If you've been around long enough to remember the Pontchartrain Beach Amusement Park, then you'll remember this lighthouse. It's one of the oldest around and it's still standing.
"The Milneburg Lighthouse was built actually in 1832," says Joann Haydel. "There was a train called the Smokey Mary along Elysian Fields, present day Elysian Fields, that would take visitors to the Lakefront."
After Hurricane Katrina, the Lake Pontchartrain Basin Foundation rebuilt this historic lighthouse at the New Basin Canal. It's the fourth structure on this site. The first was built in 1839.
"Here at New Canal Lighthouse, we've had five female lightkeepers since the 1840's. We actually boast the most female keepers of any lighthouse," says Haydel.
One of those female lightkeepers was Madge Norvell, who single-handedly rescued a downed Navy pilot in her rowboat and helped save passengers from a burning steamship.
"Margaret saw it happen and she called out to all the commercial fishermen via radio and was able to get everyone over there to rescue all 200 people," says Haydel. "She was quite the hero."
Directly across Lake Pontchartrain, the Tchefuncte River Lighthouse began operation in 1837.
"It was built before the Civil War, was destroyed during the Civil War and then rebuilt, I believe, in 1868, I believe. And it's still a functioning lighthouse. It's a privately-owned aid to navigation" says Lynn Haase.
Recent hurricanes destroyed the Pass Manchac Lighthouse and Katrina completely washed away the light tower at the Chaneleur Islands.
"The lighthouse is 85 feet tall," says Carolyn Miller.
At the southwest corner of the state, where Louisiana meets Texas, this lighthouse was built at Sabine Pass in 1856.
"The buttresses that are holding it up, it looks like a spaceship," says Miller.

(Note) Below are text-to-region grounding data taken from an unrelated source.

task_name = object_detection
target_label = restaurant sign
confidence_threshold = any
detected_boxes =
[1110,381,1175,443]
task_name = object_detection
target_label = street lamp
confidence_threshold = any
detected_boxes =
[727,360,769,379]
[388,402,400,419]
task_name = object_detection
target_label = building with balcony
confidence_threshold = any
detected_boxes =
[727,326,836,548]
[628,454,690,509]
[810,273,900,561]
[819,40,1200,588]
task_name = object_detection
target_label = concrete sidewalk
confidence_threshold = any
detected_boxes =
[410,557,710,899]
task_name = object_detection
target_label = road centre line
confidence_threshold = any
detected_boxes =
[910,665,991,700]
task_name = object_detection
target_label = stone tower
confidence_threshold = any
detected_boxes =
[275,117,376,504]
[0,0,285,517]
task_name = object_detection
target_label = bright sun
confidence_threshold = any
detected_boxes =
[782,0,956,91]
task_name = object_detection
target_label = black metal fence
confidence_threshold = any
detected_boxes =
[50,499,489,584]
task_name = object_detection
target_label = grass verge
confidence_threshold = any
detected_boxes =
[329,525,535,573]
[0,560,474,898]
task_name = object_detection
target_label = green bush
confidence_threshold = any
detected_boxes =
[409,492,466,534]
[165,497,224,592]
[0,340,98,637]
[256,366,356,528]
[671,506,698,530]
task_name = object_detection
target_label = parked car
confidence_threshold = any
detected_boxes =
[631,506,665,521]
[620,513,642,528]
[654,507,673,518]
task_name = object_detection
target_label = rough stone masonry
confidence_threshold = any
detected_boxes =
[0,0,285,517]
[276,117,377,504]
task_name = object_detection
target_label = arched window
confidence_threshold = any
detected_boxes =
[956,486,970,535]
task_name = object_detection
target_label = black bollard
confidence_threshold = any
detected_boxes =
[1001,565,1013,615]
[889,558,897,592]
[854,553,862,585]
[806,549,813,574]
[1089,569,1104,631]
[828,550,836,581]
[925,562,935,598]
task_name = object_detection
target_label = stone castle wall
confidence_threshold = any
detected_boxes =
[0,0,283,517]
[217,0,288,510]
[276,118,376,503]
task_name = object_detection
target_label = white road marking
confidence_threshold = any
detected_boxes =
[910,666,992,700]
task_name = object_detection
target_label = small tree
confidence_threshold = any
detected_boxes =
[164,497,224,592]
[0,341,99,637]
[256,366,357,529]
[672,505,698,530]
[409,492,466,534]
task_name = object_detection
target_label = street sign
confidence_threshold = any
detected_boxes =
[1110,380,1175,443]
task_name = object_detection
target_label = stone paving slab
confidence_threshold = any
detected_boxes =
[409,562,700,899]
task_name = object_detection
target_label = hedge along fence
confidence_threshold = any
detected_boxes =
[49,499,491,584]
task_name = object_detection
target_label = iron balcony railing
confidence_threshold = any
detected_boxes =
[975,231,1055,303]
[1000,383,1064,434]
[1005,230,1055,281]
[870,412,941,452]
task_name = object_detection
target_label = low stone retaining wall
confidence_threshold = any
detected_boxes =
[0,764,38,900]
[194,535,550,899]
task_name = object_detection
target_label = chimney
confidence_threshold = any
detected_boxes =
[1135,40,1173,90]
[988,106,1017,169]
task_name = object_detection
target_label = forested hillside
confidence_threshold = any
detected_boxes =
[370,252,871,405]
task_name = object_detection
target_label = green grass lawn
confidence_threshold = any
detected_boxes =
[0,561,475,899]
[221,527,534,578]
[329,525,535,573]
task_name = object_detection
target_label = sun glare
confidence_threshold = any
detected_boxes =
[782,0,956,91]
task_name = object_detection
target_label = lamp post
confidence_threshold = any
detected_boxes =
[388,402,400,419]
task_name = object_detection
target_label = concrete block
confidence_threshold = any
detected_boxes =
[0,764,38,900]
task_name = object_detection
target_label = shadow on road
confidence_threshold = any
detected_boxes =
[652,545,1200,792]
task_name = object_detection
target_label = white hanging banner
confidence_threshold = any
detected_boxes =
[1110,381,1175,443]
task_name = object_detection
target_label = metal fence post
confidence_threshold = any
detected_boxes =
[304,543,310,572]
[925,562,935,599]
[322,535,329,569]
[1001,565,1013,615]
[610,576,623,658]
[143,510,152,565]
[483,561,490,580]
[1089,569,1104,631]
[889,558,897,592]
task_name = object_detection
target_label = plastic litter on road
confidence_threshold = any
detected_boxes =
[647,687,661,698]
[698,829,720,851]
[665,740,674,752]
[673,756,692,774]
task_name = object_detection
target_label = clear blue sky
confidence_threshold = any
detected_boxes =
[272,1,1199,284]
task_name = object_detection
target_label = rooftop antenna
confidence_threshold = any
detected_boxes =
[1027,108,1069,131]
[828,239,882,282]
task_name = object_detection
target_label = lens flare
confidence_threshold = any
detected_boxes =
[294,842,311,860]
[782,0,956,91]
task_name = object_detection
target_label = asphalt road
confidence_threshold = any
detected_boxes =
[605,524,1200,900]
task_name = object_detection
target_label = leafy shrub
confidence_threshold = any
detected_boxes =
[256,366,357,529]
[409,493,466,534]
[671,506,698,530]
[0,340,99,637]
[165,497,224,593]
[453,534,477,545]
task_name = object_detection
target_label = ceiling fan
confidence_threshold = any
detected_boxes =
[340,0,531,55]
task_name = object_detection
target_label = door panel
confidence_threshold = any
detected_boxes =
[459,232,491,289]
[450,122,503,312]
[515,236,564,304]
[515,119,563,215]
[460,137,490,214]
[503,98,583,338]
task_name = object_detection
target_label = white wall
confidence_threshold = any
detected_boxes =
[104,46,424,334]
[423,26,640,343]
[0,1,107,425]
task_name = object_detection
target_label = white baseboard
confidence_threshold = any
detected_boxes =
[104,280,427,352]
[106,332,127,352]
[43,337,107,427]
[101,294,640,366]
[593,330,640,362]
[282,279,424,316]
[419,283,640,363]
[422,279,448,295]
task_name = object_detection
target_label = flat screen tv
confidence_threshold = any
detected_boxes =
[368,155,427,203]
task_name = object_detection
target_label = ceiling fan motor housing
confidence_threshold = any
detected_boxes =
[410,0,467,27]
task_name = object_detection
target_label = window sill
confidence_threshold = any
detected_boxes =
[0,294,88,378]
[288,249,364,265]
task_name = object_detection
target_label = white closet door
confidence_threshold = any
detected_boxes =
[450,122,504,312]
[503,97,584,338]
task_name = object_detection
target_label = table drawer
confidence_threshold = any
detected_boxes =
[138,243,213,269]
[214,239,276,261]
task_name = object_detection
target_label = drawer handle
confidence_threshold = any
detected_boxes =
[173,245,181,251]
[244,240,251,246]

With its 16-inch-thick brick walls, this octagon-shaped structure has withstood some of the strongest hurricanes to strike Louisiana.
A Cameron Parish group is trying to raise funds to stabilize and restore the lighthouse.
"It's just a piece of history that needs to be saved," says Miller.
And that's a common feeling toward Louisiana's few remaining lighthouses. They are historic, they've weathered a lot of storms and it seems like they should be saved.
You can visit a museum in New Orleans at the New Basin Canal Lighthouse on the Lakefront. And in Madisonville, there is an extensive display on Louisiana Lighthouses at the Lake Pontchartrain Maritime Museum.